2022 Fiscal Year Research-status Report
Optimizing cost-benefit of health policy for cardiovascular disease and dementia, and screening system for mild cognitive impairment
Project/Area Number |
22K17821
|
Research Institution | National Cardiovascular Center Research Institute |
Principal Investigator |
尾形 宗士郎 国立研究開発法人国立循環器病研究センター, 研究所, 室長 (00805012)
|
Project Period (FY) |
2022-04-01 – 2025-03-31
|
Keywords | 循環器病 / 将来予測 / 予測モデル |
Outline of Annual Research Achievements |
循環器病死亡は日本の死因の24.8%を占め、高齢化の影響で今後も増加すると言われている。

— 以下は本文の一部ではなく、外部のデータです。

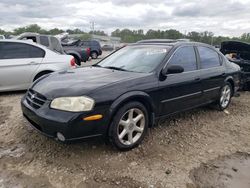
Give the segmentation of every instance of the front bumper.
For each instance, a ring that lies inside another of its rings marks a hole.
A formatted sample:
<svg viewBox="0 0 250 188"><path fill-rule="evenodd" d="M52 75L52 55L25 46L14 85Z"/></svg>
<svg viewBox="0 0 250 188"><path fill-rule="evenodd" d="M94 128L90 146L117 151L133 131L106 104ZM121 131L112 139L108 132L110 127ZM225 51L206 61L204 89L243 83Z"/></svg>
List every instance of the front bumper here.
<svg viewBox="0 0 250 188"><path fill-rule="evenodd" d="M21 101L23 116L43 135L56 138L59 132L63 134L65 141L106 135L109 124L107 109L96 108L94 112L72 113L51 109L49 104L47 101L41 108L34 109L25 97ZM97 113L102 114L103 118L96 121L83 120Z"/></svg>

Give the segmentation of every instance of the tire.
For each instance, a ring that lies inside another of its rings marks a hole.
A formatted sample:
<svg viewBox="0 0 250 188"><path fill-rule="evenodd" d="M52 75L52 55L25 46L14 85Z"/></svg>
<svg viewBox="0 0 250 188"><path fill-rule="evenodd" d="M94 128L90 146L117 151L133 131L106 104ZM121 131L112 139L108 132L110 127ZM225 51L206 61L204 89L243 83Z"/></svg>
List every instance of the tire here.
<svg viewBox="0 0 250 188"><path fill-rule="evenodd" d="M233 88L229 82L226 82L225 85L220 90L220 97L217 101L218 110L225 110L230 102L233 95Z"/></svg>
<svg viewBox="0 0 250 188"><path fill-rule="evenodd" d="M119 150L133 149L144 139L148 124L145 106L139 102L127 103L118 110L111 122L109 140Z"/></svg>
<svg viewBox="0 0 250 188"><path fill-rule="evenodd" d="M91 56L92 59L97 59L98 58L97 52L91 52L90 56Z"/></svg>

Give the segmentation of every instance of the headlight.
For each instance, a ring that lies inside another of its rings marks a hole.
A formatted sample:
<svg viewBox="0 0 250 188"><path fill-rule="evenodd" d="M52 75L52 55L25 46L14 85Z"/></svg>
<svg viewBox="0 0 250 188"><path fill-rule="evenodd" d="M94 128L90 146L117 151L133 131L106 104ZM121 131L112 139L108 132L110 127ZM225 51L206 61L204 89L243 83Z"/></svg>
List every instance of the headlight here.
<svg viewBox="0 0 250 188"><path fill-rule="evenodd" d="M84 112L93 109L95 101L88 97L60 97L55 98L50 107L69 112Z"/></svg>

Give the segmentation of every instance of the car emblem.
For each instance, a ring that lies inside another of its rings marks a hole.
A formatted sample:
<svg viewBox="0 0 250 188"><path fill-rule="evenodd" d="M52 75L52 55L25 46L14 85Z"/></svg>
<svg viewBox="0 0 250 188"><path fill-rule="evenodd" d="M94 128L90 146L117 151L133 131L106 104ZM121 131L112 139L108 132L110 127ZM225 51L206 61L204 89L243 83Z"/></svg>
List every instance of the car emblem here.
<svg viewBox="0 0 250 188"><path fill-rule="evenodd" d="M31 95L31 99L34 99L36 97L36 94Z"/></svg>

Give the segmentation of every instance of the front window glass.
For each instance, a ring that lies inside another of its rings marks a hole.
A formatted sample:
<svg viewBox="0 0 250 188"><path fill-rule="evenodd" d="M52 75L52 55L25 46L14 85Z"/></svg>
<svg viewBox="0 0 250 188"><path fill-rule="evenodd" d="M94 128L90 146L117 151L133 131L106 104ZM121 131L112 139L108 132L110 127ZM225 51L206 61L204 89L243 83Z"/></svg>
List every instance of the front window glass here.
<svg viewBox="0 0 250 188"><path fill-rule="evenodd" d="M194 47L186 46L178 49L168 64L168 66L171 65L183 67L184 72L197 70Z"/></svg>
<svg viewBox="0 0 250 188"><path fill-rule="evenodd" d="M171 46L127 46L101 61L97 66L124 71L149 73L166 57Z"/></svg>

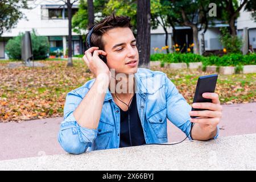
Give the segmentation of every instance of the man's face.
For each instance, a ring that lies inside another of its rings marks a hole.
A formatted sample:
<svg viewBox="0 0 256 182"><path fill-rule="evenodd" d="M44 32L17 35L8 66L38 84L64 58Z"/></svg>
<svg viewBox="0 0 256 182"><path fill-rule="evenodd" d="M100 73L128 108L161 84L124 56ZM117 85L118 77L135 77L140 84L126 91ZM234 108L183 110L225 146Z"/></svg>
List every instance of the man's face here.
<svg viewBox="0 0 256 182"><path fill-rule="evenodd" d="M136 39L129 28L111 29L103 35L102 40L109 69L114 69L117 73L137 72L139 53Z"/></svg>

循環器病の治療は多大な医療費を要するため、循環器病死亡の将来動向を可能な限り正確に推定することは、医療政策立案に重要である。高精度な死亡予測には、循環器病死亡数の長期動向に影響する年齢・時代・世代の効果を考慮可能なBayesian age-period-cohort (BPAC)モデルが有用と、先行研究で報告されている。また、本邦の循環器病死亡数は47都道府県間で差があることが報告されており、この地域差を考慮してBAPCモデルを作成する必要がある。しかしながら、そのような試みは実施されていなかった。 日本在住の30歳以上の男女を対象に、政府統計と国立社会保障・人口問題研究所の公開データとBAPCモデルを活用し、冠動脈疾患と脳卒中の将来死亡数を予測するモデルを開発した。従来モデルと比較して、本研究で開発したモデルは予測精度が高いことが示された。2020年から2040年の全国レベルの予測死亡数は冠動脈疾患において男性で39,600(95%信用区間: 32,200 to 47,900)から36,200 (21,500 to 58,900) と微減、女性で27,400 (22,000 to 34,000)から 23,600 (12,700 to 43,800)と減少、脳卒中において男性で 50,400 (95%信用区間:41,900-60,200)から40,800 (25,200-67,800)と減少 、女性で52,200(43,100-62,800) から47,400 (26,800-87,200)と微減であった。 本結果は、都道府県毎の最適な循環器病死亡数減少のマイルストーン設計に役立つと考える。
|
Current Status of Research Progress |
Current Status of Research Progress
1: Research has progressed more than it was originally planned.
Reason
冠動脈疾患と脳卒中の死亡数に対する将来動向予測モデルを、47都道府県毎、男女毎、年代毎、年齢層毎に開発した。その精度は十分に高いことを確認できた。これらの結果をもとに、国際誌(Kiyoshige, Ogata, et al. The Lancet Regional Health -Western Pacific. 2022)を発表できた。認知機能低下とフレイルに対する予測モデルを構築するための観測データも収集が完了した。認知機能とフレイルのアセスメントをうけた者約1800名のデータとなっている。
|
Strategy for Future Research Activity |
認知機能低下とフレイルに対する予測モデル開発していく。特に、多変量の予測変数を柔軟にあつかえる機械学習モデルを活用する予定である。認知機能とフレイルのアセスメントをうけた者約1800名のデータを収集したため、外的妥当性のある予測モデルを構築できると期待している。 また、2022年度で作成した循環器病死亡数の将来動向予測結果を現状維持シナリオのときの将来死亡数とし、その死亡数を減少させるための方策を創出するmicrosimulation modelを作成していく。つまり、どのような循環器病対策の介入をすれば、循環器病死亡数を効果的に減少することができるのかを検討する。現在、英国のUniversity of Liverpoolで共同研究を進め、当microsimulation modelの基盤を構築している最中である。
|
Causes of Carryover |
翌年度に予算を繰越す理由は下記通りである。英国への出張を2回予定していたが、そのうち1回の日程が、論文査読対応と新型コロナウイルス感染症の流行波の時期と重なってしまい、出張ができなかった。そのため来年度以降に出張を繰越すこととした。 また、データ収集についても既存データの活用により、研究目的を達成できる見込みがついたため、予算をおさえることができた。一方で、The University of Liverpoolに対して、simulation model使用に係るライセンス料金等を支払う必要が生じる。そのデータ収集に使用する予定だった予算を、ライセンス料均等支払いに、来年度以降に充てる予定である。